DIVIDEND TAX vs STC

THE NEW DIVIDEND TAX – DOES IT MAKE A DIFFERENCE FOR YOU AND ME?

Yes, indeed it does! On April 1 STC will change to Dividends Tax (DT). Although the impact on the ordinary individual seems small, the change will have a substantial impact on:

 

  • Retirement and savings
  • If you receive foreign dividends or are a non-resident in South Africa, you stand to benefit
  • Many charities and PBOs will also benefit.

Dividend tax will be 15% (and not 10% as in the case of STC)

 

What are the differences between STC and DT?

Currently under STC a 10% withholding tax is paid by the company declaring a dividend to SARS. With DT, the tax is increased to 15% and is now levied on the person or entity receiving the dividend.

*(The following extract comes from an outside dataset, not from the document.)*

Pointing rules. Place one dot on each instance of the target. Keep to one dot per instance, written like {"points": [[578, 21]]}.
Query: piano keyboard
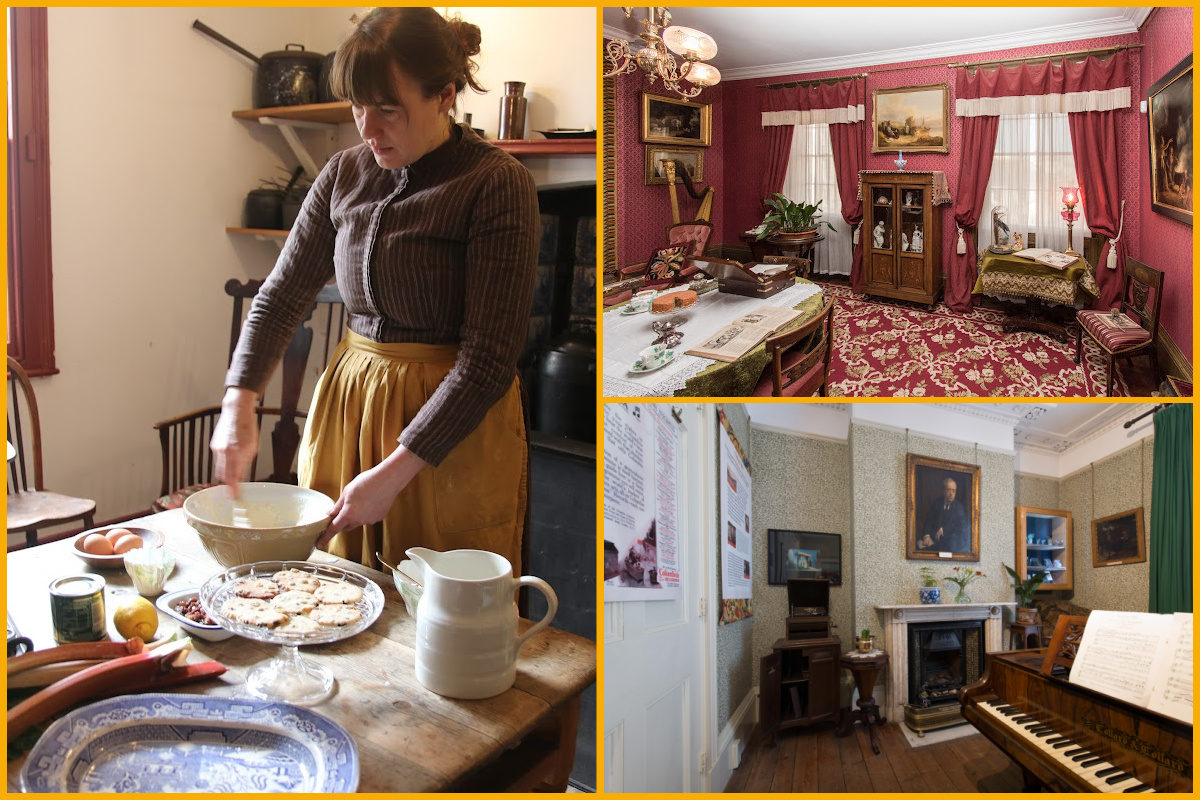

SARS will appoint agents (stockbrokers or the companies paying out the dividend) to pay the tax on behalf of the person or entity receiving the dividend.

 

The difference is substantial – STC was a blanket tax with no exceptions as companies automatically paid STC on all dividend payments. By shifting the emphasis to dividend recipients, SARS can distinguish who should or should not be paying DT.

 

DT applies to South African companies and Close Corporations. It also applies to foreign companies trading on the Johannesburg Stock Exchange.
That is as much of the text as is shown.